ここまで見てきた通り、憲法についても経済政策についても、つまり政治思想軸上でも経済政策軸上でも、石破茂は「おじいちゃんができなかった改憲をやりたい」感情ばかりが強くてさしたる思想面でのバックボーンを持たない安倍晋三と比較して、政治思想的にも経済政策的にも強い信念を持ち、いずれにおいても安倍晋三よりずっと「右」に位置づけられる「究極の極右政治家」だと断定できる。

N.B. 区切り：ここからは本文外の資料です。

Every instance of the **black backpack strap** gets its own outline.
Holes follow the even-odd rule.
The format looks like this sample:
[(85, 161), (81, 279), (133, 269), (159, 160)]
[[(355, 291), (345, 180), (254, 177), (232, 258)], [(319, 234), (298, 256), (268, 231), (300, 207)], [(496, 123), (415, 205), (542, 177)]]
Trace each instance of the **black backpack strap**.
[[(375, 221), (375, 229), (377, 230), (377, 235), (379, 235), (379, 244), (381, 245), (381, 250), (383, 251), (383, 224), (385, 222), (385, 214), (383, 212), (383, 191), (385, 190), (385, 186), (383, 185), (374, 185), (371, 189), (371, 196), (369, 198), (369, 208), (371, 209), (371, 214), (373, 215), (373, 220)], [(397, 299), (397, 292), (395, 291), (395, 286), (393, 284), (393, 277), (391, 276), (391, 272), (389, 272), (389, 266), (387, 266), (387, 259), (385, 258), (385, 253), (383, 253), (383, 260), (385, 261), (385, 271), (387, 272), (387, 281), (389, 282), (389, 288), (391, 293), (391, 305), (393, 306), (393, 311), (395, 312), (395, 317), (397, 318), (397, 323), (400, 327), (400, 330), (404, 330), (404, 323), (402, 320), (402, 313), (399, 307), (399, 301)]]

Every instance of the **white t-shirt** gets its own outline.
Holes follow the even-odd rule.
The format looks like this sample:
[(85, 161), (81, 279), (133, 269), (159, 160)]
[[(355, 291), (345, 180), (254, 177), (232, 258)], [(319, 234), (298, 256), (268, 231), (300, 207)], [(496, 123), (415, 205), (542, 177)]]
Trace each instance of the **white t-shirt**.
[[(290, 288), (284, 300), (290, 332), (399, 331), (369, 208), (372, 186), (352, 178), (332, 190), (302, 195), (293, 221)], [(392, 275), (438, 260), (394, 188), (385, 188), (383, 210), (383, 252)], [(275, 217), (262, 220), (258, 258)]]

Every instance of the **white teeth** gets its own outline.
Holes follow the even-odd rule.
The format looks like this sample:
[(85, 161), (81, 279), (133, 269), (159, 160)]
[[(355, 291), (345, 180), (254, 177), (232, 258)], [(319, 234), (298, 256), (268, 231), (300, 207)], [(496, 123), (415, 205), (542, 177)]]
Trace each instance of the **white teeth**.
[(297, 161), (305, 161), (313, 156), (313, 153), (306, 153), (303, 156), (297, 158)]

問題は、そんな石破を応援する風潮が、何も前記『日本がアブナイ!』のブログ主氏のような市井の「リベラル」(都会保守)の人たちに限らず、立憲民主党の政治家を初めとする括弧付きの「リベラル」界におけるかなりの大物たちにも広く見受けられることだ。

だから「安倍でなければ誰でも良い」というあり方は危険なのだ。

今の括弧付き「リベラル」は、1970年代の尺度に当てはめれば「極右」以外の何物でもあるまい。

*1:思い出したが、『日本がアブナイ!』はかつて橋下徹を「フツーの保守」と評したこともあった。